Constraining marine anoxia under the extremely oxygenated Permian atmosphere using uranium isotopes in calcitic brachiopods and marine carbonates

Abstract

The redox chemistry change in ancient oceans has profoundly shaped the evolutionary trajectories of animals. Uranium isotopes (δ238U) in marine carbonate sediments have widely been used to place quantitative constraints on the oxygenation state of the oceans through geological history. However, syndepositional and post-depositional diagenesis impose a positive and variable δ238U offset in the carbonate sediments relative to contemporaneous seawater, leaving uncertainties on quantification of anoxic seafloor areas in the past. Studies from modern settings suggest that Low-Magnesium Calcite (LMC) in articulate brachiopod shells are diagenetic resistant materials that may faithfully record the δ238U value of ancient seawater.

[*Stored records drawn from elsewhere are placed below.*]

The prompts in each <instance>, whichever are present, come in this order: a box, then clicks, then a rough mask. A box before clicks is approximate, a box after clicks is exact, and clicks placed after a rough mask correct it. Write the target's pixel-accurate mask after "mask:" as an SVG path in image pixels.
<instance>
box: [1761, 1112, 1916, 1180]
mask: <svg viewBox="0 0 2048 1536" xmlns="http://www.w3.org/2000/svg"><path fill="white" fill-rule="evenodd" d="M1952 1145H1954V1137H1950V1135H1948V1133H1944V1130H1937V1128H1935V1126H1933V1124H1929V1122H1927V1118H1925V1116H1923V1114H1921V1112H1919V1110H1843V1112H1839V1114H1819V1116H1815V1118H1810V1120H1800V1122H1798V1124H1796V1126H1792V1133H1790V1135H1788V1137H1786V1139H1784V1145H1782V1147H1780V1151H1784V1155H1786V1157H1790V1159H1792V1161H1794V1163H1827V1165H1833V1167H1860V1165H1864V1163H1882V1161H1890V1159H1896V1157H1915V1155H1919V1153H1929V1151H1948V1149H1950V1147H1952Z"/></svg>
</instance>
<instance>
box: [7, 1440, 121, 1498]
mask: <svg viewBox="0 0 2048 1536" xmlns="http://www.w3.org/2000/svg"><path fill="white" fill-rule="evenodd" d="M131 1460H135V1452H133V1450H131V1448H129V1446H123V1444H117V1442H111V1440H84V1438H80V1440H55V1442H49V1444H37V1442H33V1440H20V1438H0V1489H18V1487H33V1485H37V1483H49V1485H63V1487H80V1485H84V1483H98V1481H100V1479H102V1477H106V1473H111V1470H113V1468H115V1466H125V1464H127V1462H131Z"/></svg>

However, this notation has not yet been validated in geological records. Here, we test this hypothesis by analyzing paired brachiopod shells and the host carbonate rocks from several Permian stratigraphic successions in South China. Forty-nine articulate brachiopod fossil shells and twenty-six host carbonate rocks from the Early Permian to the Late Permian were investigated. We performed a rigorous screening to monitor the diagenetic process that might have influenced the δ238U of the shells using a scanning electronic microscope, cathodoluminescent microscopy, and major and trace elements. We estimate that 53% of the shells preserve the primary seawater δ238U signals. Using the screened δ238U values of shells and bulk carbonates, we suggest there were four episodes of expanding marine anoxia during the Permian that are temporally coincident with periods of volcanism. The first two oceanic anoxic events occurred at a time when atmospheric pO2 levels were predicted to be higher than today. The last two events are temporally coincident or immediately preceding the end-Guadalupian and the end-Permian mass extinctions, respectively, confirming previous suggestions that marine anoxia was a critical factor in driving marine animal extinctions.